Wednesday, October 7, 2009

The Lesson of State Health-Care Reforms » The Foundry

The Lesson of State Health-Care Reforms » The Foundry: "Peter Suderman, associate editor for Reason Magazine, has an op-ed in the Wall Street Journal on the track record of Obamacare like reforms at the state level. The full article is posted below and as an added service we found all the studies mentioned and provided links to view them:

Supreme Court Justice Louis Brandeis famously envisioned the states serving as laboratories, trying “novel social and economic experiments without risk to the rest of the country.” And on health care, that’s just what they’ve done.

Like participants in a national science fair, state governments have tested variants on most of the major components of the health-care reform plans currently being considered in Congress. The results have been dramatically increased premiums in the individual market, spiraling public health-care costs, and reduced access to care. In other words: The reforms have failed.

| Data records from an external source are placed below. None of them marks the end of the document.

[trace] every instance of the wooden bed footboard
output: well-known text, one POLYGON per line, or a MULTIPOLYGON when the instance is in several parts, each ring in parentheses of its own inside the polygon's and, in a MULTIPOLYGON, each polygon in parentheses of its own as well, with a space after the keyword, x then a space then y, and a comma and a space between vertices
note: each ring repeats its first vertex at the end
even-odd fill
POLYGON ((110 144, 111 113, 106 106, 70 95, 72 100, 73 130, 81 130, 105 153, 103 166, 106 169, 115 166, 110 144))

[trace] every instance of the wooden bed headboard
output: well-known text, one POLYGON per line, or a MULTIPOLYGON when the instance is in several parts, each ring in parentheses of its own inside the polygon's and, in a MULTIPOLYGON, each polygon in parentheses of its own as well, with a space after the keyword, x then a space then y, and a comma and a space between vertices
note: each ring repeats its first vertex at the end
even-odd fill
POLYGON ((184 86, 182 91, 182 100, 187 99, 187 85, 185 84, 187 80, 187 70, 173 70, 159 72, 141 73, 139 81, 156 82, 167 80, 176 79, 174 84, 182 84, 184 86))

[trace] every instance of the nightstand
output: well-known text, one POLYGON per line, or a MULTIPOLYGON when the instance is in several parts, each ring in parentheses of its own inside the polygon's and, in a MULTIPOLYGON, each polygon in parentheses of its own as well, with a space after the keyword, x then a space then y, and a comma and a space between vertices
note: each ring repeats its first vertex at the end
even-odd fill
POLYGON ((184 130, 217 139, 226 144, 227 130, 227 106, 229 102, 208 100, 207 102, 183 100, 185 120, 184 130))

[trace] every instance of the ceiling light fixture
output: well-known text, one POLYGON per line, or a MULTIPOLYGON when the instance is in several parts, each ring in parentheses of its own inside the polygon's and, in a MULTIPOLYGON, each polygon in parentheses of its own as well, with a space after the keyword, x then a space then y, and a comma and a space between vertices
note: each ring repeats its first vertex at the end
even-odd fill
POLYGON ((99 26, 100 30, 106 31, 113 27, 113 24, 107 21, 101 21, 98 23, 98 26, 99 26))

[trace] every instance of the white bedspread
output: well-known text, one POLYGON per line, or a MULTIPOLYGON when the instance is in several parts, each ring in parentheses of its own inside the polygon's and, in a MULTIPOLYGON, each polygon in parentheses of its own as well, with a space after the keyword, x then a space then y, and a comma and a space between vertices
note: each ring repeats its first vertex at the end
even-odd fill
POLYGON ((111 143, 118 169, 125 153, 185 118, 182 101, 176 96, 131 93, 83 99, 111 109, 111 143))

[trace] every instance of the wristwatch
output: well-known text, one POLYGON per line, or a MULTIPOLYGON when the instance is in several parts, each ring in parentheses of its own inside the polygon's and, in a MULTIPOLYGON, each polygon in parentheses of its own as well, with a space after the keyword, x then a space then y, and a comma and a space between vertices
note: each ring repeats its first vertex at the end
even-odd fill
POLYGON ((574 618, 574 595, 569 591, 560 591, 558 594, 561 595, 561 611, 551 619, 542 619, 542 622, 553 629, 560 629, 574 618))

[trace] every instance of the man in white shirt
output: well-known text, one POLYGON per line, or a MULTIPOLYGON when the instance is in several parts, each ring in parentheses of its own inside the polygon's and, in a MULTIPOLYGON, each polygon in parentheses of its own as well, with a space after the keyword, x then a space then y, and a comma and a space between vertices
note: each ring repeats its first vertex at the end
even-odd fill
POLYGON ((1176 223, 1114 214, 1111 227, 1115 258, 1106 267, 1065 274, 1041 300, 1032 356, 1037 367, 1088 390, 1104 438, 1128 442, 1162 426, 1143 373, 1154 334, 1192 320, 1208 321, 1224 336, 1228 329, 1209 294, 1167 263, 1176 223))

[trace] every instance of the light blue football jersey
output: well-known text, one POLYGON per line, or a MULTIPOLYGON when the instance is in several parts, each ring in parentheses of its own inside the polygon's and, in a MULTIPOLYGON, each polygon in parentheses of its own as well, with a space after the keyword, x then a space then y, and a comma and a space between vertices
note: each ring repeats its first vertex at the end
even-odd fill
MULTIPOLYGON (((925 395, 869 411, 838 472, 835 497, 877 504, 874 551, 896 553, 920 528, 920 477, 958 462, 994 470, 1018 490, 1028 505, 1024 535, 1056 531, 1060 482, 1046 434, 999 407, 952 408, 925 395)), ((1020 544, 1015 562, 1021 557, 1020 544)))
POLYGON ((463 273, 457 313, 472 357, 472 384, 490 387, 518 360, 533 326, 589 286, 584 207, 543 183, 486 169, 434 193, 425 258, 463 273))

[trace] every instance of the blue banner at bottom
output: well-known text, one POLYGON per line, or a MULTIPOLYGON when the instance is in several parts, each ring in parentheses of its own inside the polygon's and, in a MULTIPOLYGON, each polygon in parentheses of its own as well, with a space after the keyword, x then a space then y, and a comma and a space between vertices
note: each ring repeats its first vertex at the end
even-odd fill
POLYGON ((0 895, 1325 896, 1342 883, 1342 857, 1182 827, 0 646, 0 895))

New York is exhibit A. In 1993, the state prohibited insurers from declining to cover individuals with pre-existing health conditions (”guaranteed issue”). New York also required insurers to charge those enrolled in their plans the same premium, regardless of health status, age or sex (”community rating”). The goal was to reduce the number of uninsured by making health insurance more accessible, particularly to those who don’t have employer-provided insurance."